What they found was stunning: Long-term ayahuasca use increases the number of transmitters that feed the brain with serotonin. Those who use the plant, they found, were less likely to experience depression, alcoholism, and violent tendencies.
Heffter Research Institute's McKenna, who worked on the project, says it does wonders for health. "It was something we never expected to find," he says. "It's not a magical cure, but it is certainly a helpful tool."
Not everybody saw it that way. In 2006, U.S. Customs authorities seized a shipment of ayahuasca on its way to a UDV congregation in New Mexico. The church challenged the U.S. government before the Supreme Court — arguing the plant was a religious sacrament — and won.
Soon the church of Santo Daime — a Brazilian sect that believes in a combination of Christianity and Kardecist Spiritism — began pushing for legal use in Florida, where private ceremonies emerged in the Miami area.
During Santo Daime's ceremonies held at an undisclosed location in the Design District (which New Times agreed not to name), men and women are separated into two groups. They wear black and white uniforms with bow ties, drink the brew, and dance around an altar. Nobody is allowed to go outside.
Informal gatherings, too, are almost always held in controlled settings, which might be why the drug is not on law enforcement's radar. (Miami Police spokesman Det. William Moreno couldn't recall a single arrest related to the plant.)
Explains a Colombian shaman named Nina: "We sit outside around the fire and go on the journey together. Nobody leaves until the plant is done." Shamans often meet with newcomers before the gathering to gauge their "energy" and determine if "intentions are pure."
Before the South Miami townhouse ceremony, an invitation was distributed to select individuals. It read like a flyer for a meditation retreat: "Using the sacred medicinal spirit, we will open the heart space with love and life."
The flyer then noted that reservations were limited to 17 people, and followed up with some unusual rules: You must wear white.
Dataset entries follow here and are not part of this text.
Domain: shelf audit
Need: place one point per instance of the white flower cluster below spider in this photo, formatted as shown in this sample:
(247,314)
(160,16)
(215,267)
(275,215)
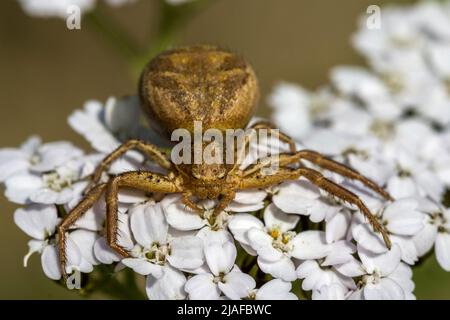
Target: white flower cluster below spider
(265,239)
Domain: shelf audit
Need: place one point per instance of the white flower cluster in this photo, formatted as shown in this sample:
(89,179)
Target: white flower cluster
(392,123)
(58,8)
(265,239)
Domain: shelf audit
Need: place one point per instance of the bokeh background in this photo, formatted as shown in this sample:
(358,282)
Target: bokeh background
(47,71)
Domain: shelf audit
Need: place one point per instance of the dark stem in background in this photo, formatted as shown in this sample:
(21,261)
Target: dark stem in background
(172,20)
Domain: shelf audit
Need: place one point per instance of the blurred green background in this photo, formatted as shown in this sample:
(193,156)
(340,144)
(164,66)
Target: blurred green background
(46,71)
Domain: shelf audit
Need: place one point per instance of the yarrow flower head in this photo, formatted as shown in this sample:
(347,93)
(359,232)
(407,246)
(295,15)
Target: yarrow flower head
(374,120)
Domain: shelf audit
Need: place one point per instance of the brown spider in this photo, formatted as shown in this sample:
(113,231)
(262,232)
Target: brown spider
(218,88)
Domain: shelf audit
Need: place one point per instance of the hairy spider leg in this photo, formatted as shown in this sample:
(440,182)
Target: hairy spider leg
(141,180)
(150,150)
(324,163)
(258,180)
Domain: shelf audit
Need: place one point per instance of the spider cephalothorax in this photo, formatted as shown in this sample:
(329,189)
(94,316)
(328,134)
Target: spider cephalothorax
(218,89)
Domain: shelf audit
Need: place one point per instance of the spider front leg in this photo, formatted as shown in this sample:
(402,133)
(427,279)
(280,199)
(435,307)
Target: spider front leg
(316,158)
(143,180)
(186,200)
(278,134)
(224,202)
(70,219)
(258,180)
(148,149)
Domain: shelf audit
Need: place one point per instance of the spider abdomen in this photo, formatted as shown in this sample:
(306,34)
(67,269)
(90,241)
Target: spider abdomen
(199,83)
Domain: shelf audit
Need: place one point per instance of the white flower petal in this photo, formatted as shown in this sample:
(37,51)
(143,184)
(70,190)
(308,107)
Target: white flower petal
(170,286)
(144,267)
(275,289)
(385,289)
(148,224)
(202,287)
(236,285)
(384,263)
(239,224)
(186,252)
(368,239)
(275,218)
(281,269)
(104,253)
(309,245)
(442,248)
(220,256)
(38,221)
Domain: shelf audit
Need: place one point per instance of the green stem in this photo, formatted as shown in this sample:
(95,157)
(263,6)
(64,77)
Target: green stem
(112,33)
(173,19)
No eating red meat beforehand. No wearing deodorant. And women "having their menstrual moon cycle" may not participate.
The flyer also describes the procedure: A healing shaman will "tap afflicted areas rhythmically" and "sing a song to individually cure each person." Everyone stays seated and "concentrated on analyzing and investigating their own visions." Afterward, group members explained they felt "cleansed" and "invigorated."
But not all ceremonies go smoothly. Constantine, a thoughtful 32-year-old from Coral Gables, recently had a horrifying first experience. Three months ago, a friend told him about a small home in Overtown where a ceremony would take place. When he arrived, there was "creepy energy," and a tall shaman banged a drum as guests took turns drinking the brew clockwise in a circle.
"I begged for my life and not to die," he recalls. "I said, 'My family needs me.' And the plant replied, 'Your family does not need you. Nobody does, actually; they will all continue to breathe without you. And the world will continue to spin.'"
Constantine felt as if he'd been confronted by demons, thought he'd been poisoned, and genuinely believed he had died. Afterward, he saw the world in a new light. "It was the scariest thing I have ever done in my life," he says. "But I wouldn't take it back."